HMS Hood

Admiral-class battlecruiser

HMS Hood

The Mighty Hood

Pennant No. 51
Service Particulars
Class
Admiral-class battlecruiser
Builder
John Brown & Company, Clydebank
Laid Down
1 September 1916
Commissioned
15 May 1920
Displacement
47,430 tons (full load)
Length
262 m (860 ft)
Armament
8 × 15-inch / 12 × 5.5-inch / AA battery
Lost
24 May 1941 — Denmark Strait

For twenty years she was the most photographed warship in the world. Laid down in the last year of the Great War and commissioned in 1920, HMS Hood was, at 47,000 tons, the largest warship afloat when she joined the fleet and remained so for the best part of two decades. She was the face of the Royal Navy to a generation — on recruiting posters, on cigarette cards, on the flagship bunting of every imperial cruise.

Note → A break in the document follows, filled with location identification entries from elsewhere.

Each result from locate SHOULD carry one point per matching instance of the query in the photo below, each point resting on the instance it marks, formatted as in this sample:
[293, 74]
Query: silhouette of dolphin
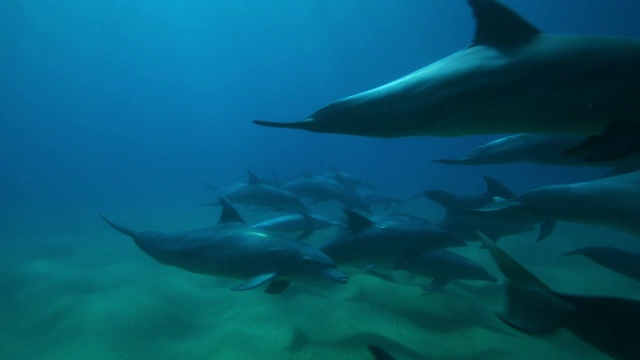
[612, 325]
[612, 201]
[513, 78]
[623, 262]
[541, 149]
[233, 249]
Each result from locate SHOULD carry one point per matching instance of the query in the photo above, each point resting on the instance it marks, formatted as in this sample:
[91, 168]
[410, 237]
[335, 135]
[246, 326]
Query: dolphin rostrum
[233, 249]
[512, 78]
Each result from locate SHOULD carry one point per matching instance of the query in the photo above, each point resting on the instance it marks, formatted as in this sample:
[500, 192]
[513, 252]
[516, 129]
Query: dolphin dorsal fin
[253, 179]
[500, 27]
[495, 188]
[229, 213]
[357, 222]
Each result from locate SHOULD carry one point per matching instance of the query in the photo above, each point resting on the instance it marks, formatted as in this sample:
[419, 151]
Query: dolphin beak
[335, 275]
[304, 124]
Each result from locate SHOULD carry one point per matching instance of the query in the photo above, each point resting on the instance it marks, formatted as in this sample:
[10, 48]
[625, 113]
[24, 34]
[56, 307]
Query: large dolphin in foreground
[612, 325]
[612, 201]
[233, 249]
[511, 79]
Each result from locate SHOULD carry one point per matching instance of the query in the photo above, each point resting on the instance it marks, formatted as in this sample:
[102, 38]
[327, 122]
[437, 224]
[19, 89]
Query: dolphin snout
[335, 275]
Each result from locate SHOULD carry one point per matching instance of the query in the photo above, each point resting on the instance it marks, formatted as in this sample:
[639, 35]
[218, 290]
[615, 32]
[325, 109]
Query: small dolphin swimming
[254, 192]
[233, 249]
[442, 265]
[609, 324]
[541, 149]
[304, 222]
[512, 78]
[612, 201]
[463, 221]
[385, 239]
[622, 261]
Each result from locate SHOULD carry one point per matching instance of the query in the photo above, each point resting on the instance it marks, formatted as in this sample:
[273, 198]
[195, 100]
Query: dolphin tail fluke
[122, 229]
[304, 124]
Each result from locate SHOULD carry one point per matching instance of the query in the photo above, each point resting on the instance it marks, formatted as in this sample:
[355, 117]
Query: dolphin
[321, 189]
[305, 222]
[609, 324]
[512, 78]
[621, 261]
[541, 149]
[463, 221]
[256, 193]
[233, 249]
[441, 265]
[385, 239]
[612, 201]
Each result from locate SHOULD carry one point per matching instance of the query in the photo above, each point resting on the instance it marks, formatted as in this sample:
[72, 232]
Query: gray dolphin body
[541, 149]
[441, 265]
[612, 201]
[611, 325]
[304, 222]
[233, 249]
[388, 239]
[513, 78]
[258, 194]
[321, 189]
[621, 261]
[462, 221]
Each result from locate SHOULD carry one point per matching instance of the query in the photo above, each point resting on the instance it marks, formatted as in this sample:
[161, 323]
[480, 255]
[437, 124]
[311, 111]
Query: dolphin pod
[233, 249]
[512, 78]
[541, 149]
[612, 201]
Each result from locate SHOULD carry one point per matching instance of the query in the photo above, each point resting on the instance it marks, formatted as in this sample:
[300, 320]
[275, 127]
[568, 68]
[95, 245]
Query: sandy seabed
[108, 300]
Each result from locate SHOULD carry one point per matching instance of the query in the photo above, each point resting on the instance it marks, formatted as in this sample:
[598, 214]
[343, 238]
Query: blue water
[129, 107]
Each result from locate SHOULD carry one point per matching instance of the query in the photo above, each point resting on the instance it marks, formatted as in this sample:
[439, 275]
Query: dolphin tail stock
[121, 229]
[533, 307]
[304, 124]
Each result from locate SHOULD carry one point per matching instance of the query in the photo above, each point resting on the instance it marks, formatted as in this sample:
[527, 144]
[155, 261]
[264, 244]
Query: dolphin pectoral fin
[532, 310]
[437, 284]
[305, 234]
[546, 228]
[616, 142]
[304, 124]
[254, 282]
[277, 286]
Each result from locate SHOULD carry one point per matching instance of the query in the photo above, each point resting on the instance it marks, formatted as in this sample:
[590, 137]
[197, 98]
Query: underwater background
[128, 108]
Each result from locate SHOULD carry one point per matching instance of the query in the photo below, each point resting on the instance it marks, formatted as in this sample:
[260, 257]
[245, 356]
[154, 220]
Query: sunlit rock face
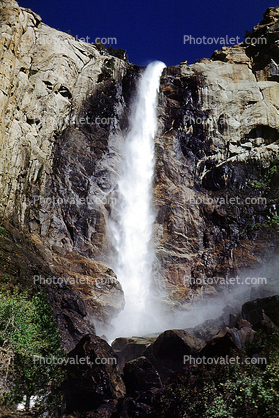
[64, 110]
[58, 158]
[218, 133]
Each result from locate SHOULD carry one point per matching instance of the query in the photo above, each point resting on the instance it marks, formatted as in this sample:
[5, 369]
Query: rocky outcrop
[218, 135]
[52, 142]
[93, 377]
[167, 352]
[257, 310]
[64, 115]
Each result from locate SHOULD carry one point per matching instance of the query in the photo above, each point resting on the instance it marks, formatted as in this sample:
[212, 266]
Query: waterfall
[133, 232]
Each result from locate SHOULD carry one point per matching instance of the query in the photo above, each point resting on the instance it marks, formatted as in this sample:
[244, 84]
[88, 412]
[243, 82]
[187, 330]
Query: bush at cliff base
[27, 329]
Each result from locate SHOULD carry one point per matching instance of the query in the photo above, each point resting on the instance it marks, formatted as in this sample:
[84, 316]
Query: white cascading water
[134, 231]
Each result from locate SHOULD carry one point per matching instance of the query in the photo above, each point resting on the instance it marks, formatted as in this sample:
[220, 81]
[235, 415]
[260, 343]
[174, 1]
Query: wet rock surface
[62, 128]
[95, 378]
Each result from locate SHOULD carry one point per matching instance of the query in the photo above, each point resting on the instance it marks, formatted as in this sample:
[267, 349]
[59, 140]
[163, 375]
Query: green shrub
[27, 329]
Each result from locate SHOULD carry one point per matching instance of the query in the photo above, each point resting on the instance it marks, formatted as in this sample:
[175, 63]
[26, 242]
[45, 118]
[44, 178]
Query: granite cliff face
[64, 114]
[218, 137]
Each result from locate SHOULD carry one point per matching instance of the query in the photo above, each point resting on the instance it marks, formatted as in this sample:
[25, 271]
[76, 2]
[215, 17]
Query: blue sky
[151, 29]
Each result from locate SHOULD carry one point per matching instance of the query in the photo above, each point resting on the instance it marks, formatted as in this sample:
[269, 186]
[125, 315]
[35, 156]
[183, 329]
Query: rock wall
[218, 137]
[63, 117]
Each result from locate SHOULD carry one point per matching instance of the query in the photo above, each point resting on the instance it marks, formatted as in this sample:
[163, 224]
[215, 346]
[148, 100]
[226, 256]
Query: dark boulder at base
[227, 339]
[94, 378]
[253, 310]
[140, 375]
[128, 408]
[128, 349]
[167, 352]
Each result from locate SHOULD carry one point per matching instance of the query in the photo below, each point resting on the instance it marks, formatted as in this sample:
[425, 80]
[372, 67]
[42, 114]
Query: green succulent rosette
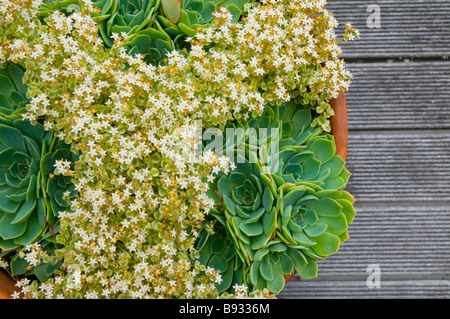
[218, 251]
[30, 195]
[13, 93]
[283, 205]
[152, 27]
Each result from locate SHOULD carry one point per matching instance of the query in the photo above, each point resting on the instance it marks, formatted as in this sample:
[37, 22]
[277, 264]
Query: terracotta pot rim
[339, 130]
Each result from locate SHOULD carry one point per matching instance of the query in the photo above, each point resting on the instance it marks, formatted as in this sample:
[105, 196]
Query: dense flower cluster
[141, 182]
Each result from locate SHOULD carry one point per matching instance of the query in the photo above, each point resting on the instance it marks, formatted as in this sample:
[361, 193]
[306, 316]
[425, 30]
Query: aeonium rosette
[283, 205]
[32, 189]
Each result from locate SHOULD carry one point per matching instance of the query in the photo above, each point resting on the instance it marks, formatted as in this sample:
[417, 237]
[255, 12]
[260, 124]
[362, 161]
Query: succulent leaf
[31, 196]
[283, 206]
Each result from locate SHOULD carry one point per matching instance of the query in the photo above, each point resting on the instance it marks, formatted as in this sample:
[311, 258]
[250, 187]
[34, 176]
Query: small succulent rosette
[283, 206]
[31, 192]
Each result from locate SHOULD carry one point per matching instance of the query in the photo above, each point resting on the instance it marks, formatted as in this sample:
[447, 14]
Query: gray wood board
[414, 28]
[399, 166]
[399, 95]
[399, 154]
[404, 241]
[344, 289]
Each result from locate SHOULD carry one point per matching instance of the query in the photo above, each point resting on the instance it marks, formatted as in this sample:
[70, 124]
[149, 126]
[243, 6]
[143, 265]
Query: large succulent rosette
[283, 205]
[31, 194]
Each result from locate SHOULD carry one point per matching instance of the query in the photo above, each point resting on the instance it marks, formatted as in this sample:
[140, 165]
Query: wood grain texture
[399, 166]
[357, 289]
[398, 152]
[413, 28]
[399, 96]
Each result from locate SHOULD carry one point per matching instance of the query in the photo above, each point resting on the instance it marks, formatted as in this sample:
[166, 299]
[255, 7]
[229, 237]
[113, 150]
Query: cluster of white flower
[141, 180]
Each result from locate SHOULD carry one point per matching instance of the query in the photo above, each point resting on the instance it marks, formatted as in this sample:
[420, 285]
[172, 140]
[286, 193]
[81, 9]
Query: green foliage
[152, 27]
[13, 93]
[30, 194]
[283, 205]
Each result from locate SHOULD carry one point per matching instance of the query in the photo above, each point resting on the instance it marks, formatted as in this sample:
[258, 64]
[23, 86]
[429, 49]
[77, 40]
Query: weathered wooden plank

She was also, her officers quietly knew, a battlecruiser. Her builders had added armour during construction after the loss of three battlecruisers at Jutland, but she retained a magazine arrangement that her critics considered unmodernised. A full reconstruction, scheduled for 1941, was overtaken by the war.

“She was such a majestic sight; we called her the Mighty Hood. I was sure that no ship could ever sink her.”

— Ted Briggs, one of three survivors

The Denmark Strait

On 24 May 1941, in company with the new battleship HMS Prince of Wales, Hood intercepted the German battleship Bismarck and the heavy cruiser Prinz Eugen at the edge of the pack ice west of Iceland. The action lasted not more than nine minutes. At approximately 0600, the fifth salvo from Bismarck struck Hood near her after magazines. A column of flame, witnesses said, rose higher than her masts. When it fell, the ship was gone.

Of her 1,418 crew, three men survived. Ted Briggs, Bob Tilburn, and Bill Dundas were picked up by HMS Electra after three hours in the North Atlantic. The shock to the Royal Navy, and to Britain, was such that Churchill ordered the fleet to sink the Bismarck at any cost. Eight days later — chiefly by the torpedoes of Swordfish from HMS Ark Royal and the 16-inch guns of HMS Rodney — they did.

The Wreck

The wreck of Hood was located by an expedition led by David Mearns in 2001, in three main sections at a depth of 2,800 metres. Britain designated the site as a protected war grave under the Protection of Military Remains Act. The ship's bell was recovered in 2015 with the permission of the families and is now displayed at the National Museum of the Royal Navy in Portsmouth, where it is rung each day at colours.

HMS Hood archival photograph
Royal Navy / Wikimedia Commons
In Remembrance

Of her crew of 1,418, three were saved. The names of the remaining 1,415 officers and men are recorded on the Portsmouth, Plymouth and Chatham Naval Memorials. HMS Hood is remembered each year on the anniversary of her loss by the HMS Hood Association.